South Sudan Cuts Interest Rate, Reserve Ratio to Buffer Economy
South Sudan’s central bank cut its interest rate and lowered the reserve requirement for lenders to free up liquidity as the coronavirus pandemic and the drop in oil prices hit the economy.
The monetary policy committee reduced the central bank rate to 13% from 15% and the reserve requirement ratio to 18% from 20%, Governor Gamal Wani Abdalla said in a statement Tuesday.

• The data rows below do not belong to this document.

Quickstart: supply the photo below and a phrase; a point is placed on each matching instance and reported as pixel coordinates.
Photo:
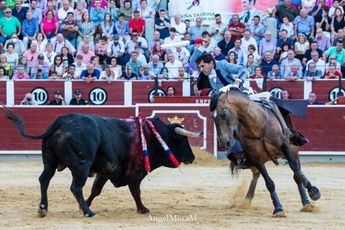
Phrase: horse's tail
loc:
(19, 122)
(233, 169)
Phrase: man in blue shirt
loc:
(90, 74)
(304, 24)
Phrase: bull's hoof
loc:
(42, 212)
(89, 214)
(310, 208)
(143, 210)
(314, 193)
(279, 213)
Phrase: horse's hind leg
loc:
(278, 209)
(299, 177)
(252, 186)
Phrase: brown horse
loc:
(260, 133)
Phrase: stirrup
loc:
(243, 164)
(298, 139)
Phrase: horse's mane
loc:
(232, 90)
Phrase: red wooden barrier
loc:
(181, 99)
(324, 127)
(101, 92)
(323, 88)
(44, 90)
(3, 92)
(295, 88)
(142, 89)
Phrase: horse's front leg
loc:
(252, 186)
(299, 177)
(278, 209)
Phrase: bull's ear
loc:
(187, 133)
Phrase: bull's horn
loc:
(187, 133)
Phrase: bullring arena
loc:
(203, 196)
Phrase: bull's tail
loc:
(19, 122)
(233, 169)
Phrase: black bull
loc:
(109, 147)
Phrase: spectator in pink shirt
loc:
(20, 74)
(49, 25)
(32, 54)
(86, 53)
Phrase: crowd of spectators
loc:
(100, 39)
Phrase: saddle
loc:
(275, 110)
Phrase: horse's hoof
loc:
(314, 193)
(89, 214)
(310, 208)
(279, 214)
(245, 204)
(143, 210)
(42, 212)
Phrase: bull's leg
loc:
(134, 187)
(278, 209)
(97, 187)
(44, 179)
(301, 180)
(79, 179)
(252, 186)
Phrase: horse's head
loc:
(225, 118)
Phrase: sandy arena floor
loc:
(203, 196)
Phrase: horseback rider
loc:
(222, 76)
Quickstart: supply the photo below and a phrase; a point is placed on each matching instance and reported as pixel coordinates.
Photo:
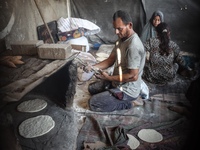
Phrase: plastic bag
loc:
(144, 92)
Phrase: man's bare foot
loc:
(138, 101)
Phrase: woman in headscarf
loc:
(149, 29)
(164, 59)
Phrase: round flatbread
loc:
(36, 126)
(132, 142)
(31, 106)
(150, 135)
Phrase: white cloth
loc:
(69, 24)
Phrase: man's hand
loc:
(102, 75)
(87, 68)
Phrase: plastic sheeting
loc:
(181, 15)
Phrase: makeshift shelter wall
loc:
(181, 15)
(20, 18)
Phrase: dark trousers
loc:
(105, 98)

With sub-Saharan Africa’s third biggest crude reserves, oil is South Sudan’s only export and the economy will be hit by the plunge in prices for the commodity, he said.
“The MPC resolved on easing monetary policy stance, a measure aimed at restoring confidence, while providing additional liquidity supporting the banking sector to address the fall in demand for credit,” according to the statement. “The sharp decline of the oil prices in the international market will undermine the prospects of positive economic growth.”
The economy of the East African nation has contracted for five of the nine years since its 2011 secession from Sudan. The International Monetary Fund still projects economic growth of 4.9% for 2020, less than half the rate of expansion in 2019.
Annual inflation has slowed from an average of about 60% in December to 33% in March, the Bank of South Sudan said.